I came out and continued down the street, pausing to inspect the vast array of wares for sale on both sides of the street. Everything under the sun seemed to be for sale and it was like a carnival atmosphere with the vibrant cries of the hawkers, the honks of the traffic trying to squeeze through the throngs, the smell of lamb stew, of ripe fruit, of garbage too. Vivid colors abounded and it was a dizzying scene, but I’m by now well used to life in Latin America and it excited rather than tired me.

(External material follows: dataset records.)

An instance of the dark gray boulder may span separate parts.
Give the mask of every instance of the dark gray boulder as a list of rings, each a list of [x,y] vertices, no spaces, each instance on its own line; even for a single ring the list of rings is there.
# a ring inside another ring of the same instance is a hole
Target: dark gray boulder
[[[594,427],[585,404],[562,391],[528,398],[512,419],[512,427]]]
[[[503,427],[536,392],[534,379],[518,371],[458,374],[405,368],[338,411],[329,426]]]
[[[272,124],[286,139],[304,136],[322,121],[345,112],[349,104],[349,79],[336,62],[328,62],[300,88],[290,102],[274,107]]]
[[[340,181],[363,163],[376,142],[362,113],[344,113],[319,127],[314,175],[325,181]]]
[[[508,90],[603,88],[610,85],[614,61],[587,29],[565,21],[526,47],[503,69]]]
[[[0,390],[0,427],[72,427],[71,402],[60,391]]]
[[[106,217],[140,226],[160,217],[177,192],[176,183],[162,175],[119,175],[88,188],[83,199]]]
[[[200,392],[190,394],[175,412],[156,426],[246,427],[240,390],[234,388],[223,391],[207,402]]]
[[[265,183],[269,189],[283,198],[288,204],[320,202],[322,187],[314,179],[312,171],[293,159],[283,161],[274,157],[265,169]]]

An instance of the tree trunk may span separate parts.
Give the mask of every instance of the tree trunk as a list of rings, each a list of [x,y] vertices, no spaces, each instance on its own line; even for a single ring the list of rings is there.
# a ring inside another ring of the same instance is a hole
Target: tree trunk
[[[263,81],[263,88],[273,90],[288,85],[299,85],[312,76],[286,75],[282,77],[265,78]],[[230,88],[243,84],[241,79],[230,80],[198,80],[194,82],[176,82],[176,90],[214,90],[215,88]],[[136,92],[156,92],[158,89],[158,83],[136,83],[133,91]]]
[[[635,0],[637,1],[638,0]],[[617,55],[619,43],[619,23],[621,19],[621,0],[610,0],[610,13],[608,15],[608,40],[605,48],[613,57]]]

I had no fear of getting robbed, assaulted, or whatever. The guidebooks issue dire threats of going into the middle of these areas but I’ve never felt unsafe there. You just take sensible precautions and no one bothers you. I smiled and stopped and talked and asked questions and bought some necessities. I didn’t have breakfast and the streetside eateries were enticing me with their aromas so I stopped and asked for some soup. I could smell the meat and broth and I just didn’t seem to be able to take one more step without getting something to eat. But the women manning the huge pots didn’t pay me any attention. I tried to insist but they seemed completely disinterested in me. So I kept going and stifled my hunger until I passed something else and a place that would actually feed me. I bought some things to make a dinner (by now it was late afternoon), a pounded beef filet breaded like a Milanese, some potatoes and some salad. After finishing shopping, browsing and taking pictures, I came back to make myself a scrumptious dinner. It was worth the wait!